YETİŞEN / YEŞEREN EKiN
Şafii (Allah'ın rahmeti
ona) dedi ki: Yerden biten bir kısmı yerin içinde görünmeyip bir kısmı görünür olan
her bir bitkiyi, sahibi satmak isterse, onun ancak görünenini satması caiz
olur, bu da bulunduğu yerinden koparılır. Yerin altında görünmeyeni satmak ise
caiz değildir. Havuç, tu rp, soğan ve benzerleri bunun örneğidir. Bunun
görünürdeki yapraklarını olduğu yerde keserek satılması caiz olmakla birlikte,
içinde (yerin altında) olanın satılması caiz değildir. Eğer alışveriş bütün
hakkında yapılacak olursa, alışveriş betat / kesin ve bağlayıcı bir alışveriş
olursa, caiz olmaz.

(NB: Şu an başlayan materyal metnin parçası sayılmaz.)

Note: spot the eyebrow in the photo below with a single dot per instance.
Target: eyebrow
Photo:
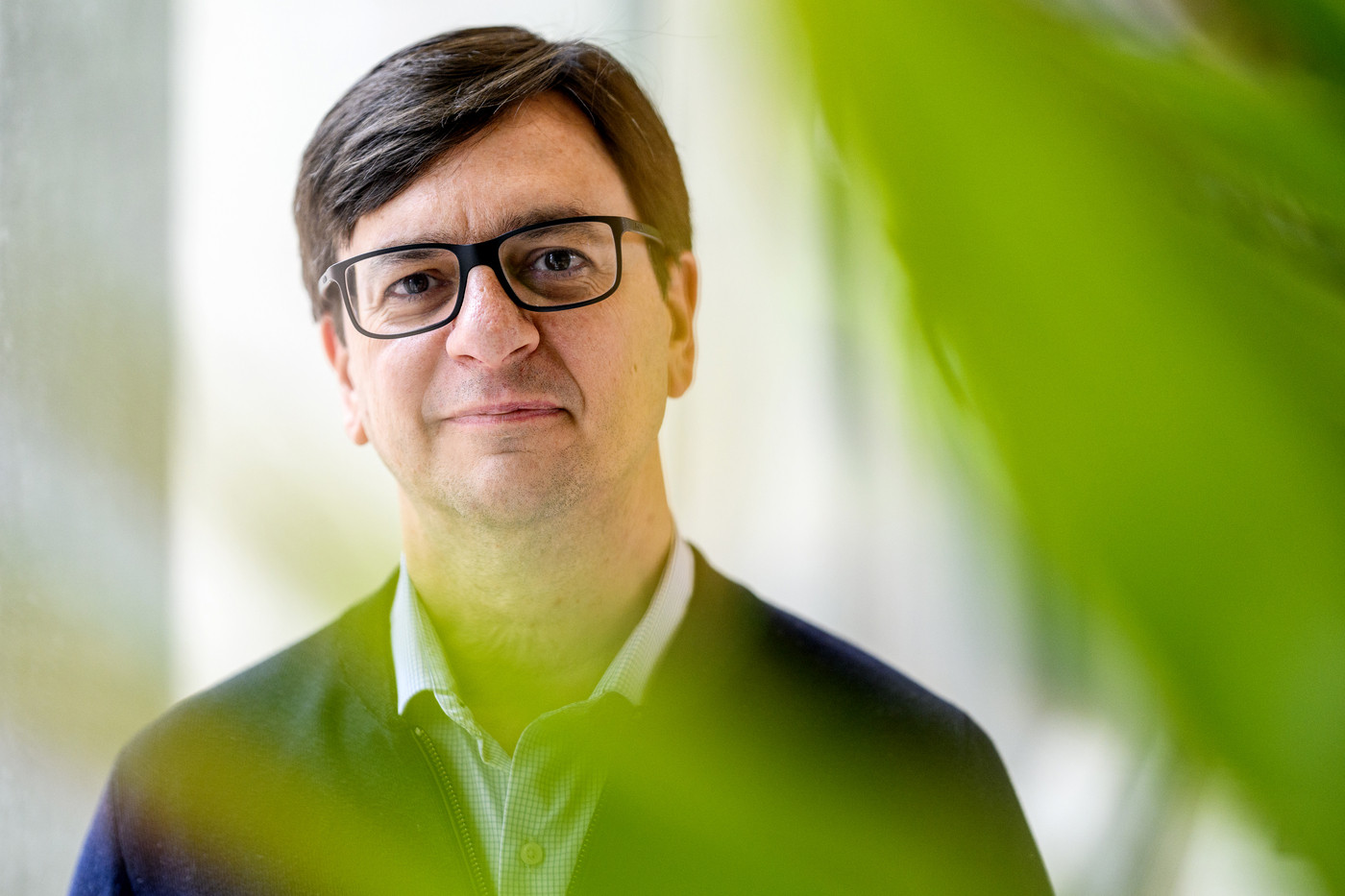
(495, 225)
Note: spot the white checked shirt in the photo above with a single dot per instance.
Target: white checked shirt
(531, 809)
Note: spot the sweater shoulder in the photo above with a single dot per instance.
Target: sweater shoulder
(281, 700)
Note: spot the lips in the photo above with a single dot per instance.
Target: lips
(504, 412)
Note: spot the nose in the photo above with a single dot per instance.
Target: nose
(490, 328)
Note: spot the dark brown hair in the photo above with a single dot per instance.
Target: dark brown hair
(432, 97)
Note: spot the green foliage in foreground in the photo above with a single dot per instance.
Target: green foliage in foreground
(1129, 261)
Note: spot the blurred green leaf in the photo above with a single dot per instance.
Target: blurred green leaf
(1130, 261)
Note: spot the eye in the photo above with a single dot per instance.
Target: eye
(560, 258)
(414, 285)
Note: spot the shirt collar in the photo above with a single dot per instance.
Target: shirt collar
(419, 661)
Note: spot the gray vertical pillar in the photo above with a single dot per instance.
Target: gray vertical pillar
(84, 382)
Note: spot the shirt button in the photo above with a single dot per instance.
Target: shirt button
(531, 853)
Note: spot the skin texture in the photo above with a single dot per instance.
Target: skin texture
(534, 534)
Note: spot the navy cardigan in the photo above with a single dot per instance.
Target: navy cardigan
(769, 758)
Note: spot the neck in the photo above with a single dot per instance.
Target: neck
(530, 617)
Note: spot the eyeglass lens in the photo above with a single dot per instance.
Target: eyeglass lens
(549, 267)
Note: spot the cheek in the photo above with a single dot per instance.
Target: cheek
(393, 383)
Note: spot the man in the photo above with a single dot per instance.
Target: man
(553, 693)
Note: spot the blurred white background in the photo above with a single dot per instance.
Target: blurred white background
(802, 463)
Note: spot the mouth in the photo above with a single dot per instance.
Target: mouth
(507, 412)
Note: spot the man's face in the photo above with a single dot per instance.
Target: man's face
(507, 416)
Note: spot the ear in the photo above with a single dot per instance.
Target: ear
(683, 284)
(339, 358)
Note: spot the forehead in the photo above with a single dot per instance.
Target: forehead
(535, 161)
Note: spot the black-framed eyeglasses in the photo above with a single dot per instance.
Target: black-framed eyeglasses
(404, 291)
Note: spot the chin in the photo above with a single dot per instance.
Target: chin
(510, 498)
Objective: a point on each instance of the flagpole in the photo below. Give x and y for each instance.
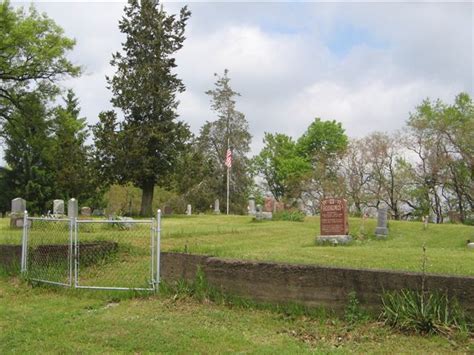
(228, 178)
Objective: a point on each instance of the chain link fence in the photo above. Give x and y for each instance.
(120, 254)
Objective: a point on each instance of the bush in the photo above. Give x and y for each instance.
(293, 216)
(422, 312)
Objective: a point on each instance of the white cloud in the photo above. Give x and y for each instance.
(280, 60)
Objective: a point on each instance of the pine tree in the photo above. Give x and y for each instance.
(230, 130)
(145, 88)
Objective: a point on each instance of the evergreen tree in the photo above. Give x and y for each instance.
(71, 154)
(145, 88)
(28, 152)
(231, 130)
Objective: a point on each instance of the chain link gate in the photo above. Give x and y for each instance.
(122, 254)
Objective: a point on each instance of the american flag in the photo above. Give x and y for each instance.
(228, 158)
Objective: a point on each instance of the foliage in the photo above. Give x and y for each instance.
(354, 313)
(33, 56)
(293, 215)
(442, 138)
(323, 140)
(281, 166)
(229, 130)
(28, 152)
(422, 312)
(74, 176)
(144, 148)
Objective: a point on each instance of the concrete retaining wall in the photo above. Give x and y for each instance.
(309, 284)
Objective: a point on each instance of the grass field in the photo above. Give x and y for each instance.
(37, 320)
(294, 242)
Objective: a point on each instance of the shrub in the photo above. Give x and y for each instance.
(423, 312)
(354, 313)
(292, 215)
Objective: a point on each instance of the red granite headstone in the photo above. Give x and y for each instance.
(279, 206)
(334, 219)
(268, 206)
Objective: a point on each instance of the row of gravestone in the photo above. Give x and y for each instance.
(18, 208)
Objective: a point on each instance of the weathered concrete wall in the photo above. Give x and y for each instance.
(309, 284)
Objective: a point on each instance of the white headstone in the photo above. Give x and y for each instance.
(58, 207)
(18, 205)
(252, 209)
(86, 211)
(381, 231)
(72, 208)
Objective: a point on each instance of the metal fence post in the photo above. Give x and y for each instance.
(76, 252)
(24, 241)
(158, 249)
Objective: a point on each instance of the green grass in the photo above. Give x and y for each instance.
(294, 242)
(37, 320)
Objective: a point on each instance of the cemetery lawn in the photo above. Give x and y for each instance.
(239, 237)
(40, 319)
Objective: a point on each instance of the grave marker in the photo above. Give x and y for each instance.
(334, 223)
(58, 207)
(17, 213)
(381, 231)
(72, 208)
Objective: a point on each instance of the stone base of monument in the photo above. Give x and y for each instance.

Betat alışverişi (...) ise, "vacip kılınan / bağlayıcı
alışveriş (...)" demektir. Böyle bir alışverişi sen caiz kabul etsen bile
ben onu ancak şu hususlardan birisine göre caiz kabul ederim: Ya görünmeyen bir
malın satışının caiz olanına göre (kıyasla) satılır. Bu da müşteri onu görecek
olursa, alıp almamakta muhayyer bırakılması suretiyle olur. Eğer buna göre
satışı caiz görürsem, havuç yahut turp yahut soğan olarak sökülür ve müşteriye
muhayyerlik / seçme serbesdiği verilirse, bu durumda ben satıcıyı mahsulünü
sattığı tarlasının ve arazisinin mahsulünü sökmesi sebebiyle onu zarara maruz
bırakmış olurum. Sonra da satın alan herhangi bir kusur söz konusu olmaksızın
onu geri çevirebilecek halde bulur. Böylelikle bunun çoğunluğu satıcı aleyhine
batıl olur.
Dedi ki: Bu hazır
olmayan kölenin ve eşyanın satın alınmasından farklıdır.
Çünkü bu ikisi
görülebilir ve güvendiği kimse bunların niteliklerini müşteriye anlatıp o da
bunları satın alabilir. Bundan sonra da ona görme muhayyerliği tanınır. Böyle
bir durumda ise, satıcının ekinini yerden sökmesi dolayısıyla gördüğü zarar
gibi, müşterinin bunları görmesi halinde satıcıya herhangi bir zarar söz konusu
olmaz. Bir kusuru olmasa dahi ben böyle bir satışı caiz kabul edersem, o
takdirde böyle bir alışverişte müşteri küçük ve büyük yaratılışı farklı şeyleri
almakla yükümlü olur. Sanki müşteri görmemiş olduğu bir şeyi satın almış gibi
olur ve ona kesinlikle satın almaya razı olmadığı şeyi almak zorunda bırakmış
olurum. Eğer tartılarak ona bunları satmasını caiz görürsem, bu durumda
garantisi olmayan niteliklerin satışını caiz görmüş olurum. Oysa nitelikler
ancak garanti altında bulunduğu halde satış yapılır.
Dedi ki: Eğer
nitelikleri ve tartısı belli herhangi bir şey için, onunla selem alışverişi
yapsa ve belirtilen niteliklerde olsa, o zaman, bu selefi selem alışverişi caiz
olur. Çünkü o bu niteliklere göre sorumludur. Ekini öyle olup olmayacağı belli
olmayan bir arazinin mahsulü olarak değiL. Dolayısıyla bu kabilden herhangi bir
alışveriş ancak nitelikleri garantili ve tartısı belli olarak yahut da yerden
sökülüp müşteri onu gördüğü vakit caiz olur.
Dedi ki: Bu cevize,
yumurtaya ve benzerlerine benzemez. (Çünkü) bunun olması ancak yerde kalmasıyla
mümkündür. Sonra dışarı çıkar ve ondan kalan şeyler kalır ve baklagiller gibi
kalmayan şeyler satılır. Diğerlerinin ise, elverişli olmaları, kabuklarında
kalmasına bağlıdır. Çünkü kabuğu görülecek olursa, onun içindeki miktarının ne
olduğu da görülmüş olur. Bunun (havuç, soğan vesairenin) içinde bulunana bir
delaleti yoktur. Onun dışa çıkmış olanı görülse dahi yapraklar büyük tanelerin
başları ise, küçük ve büyük olabilir.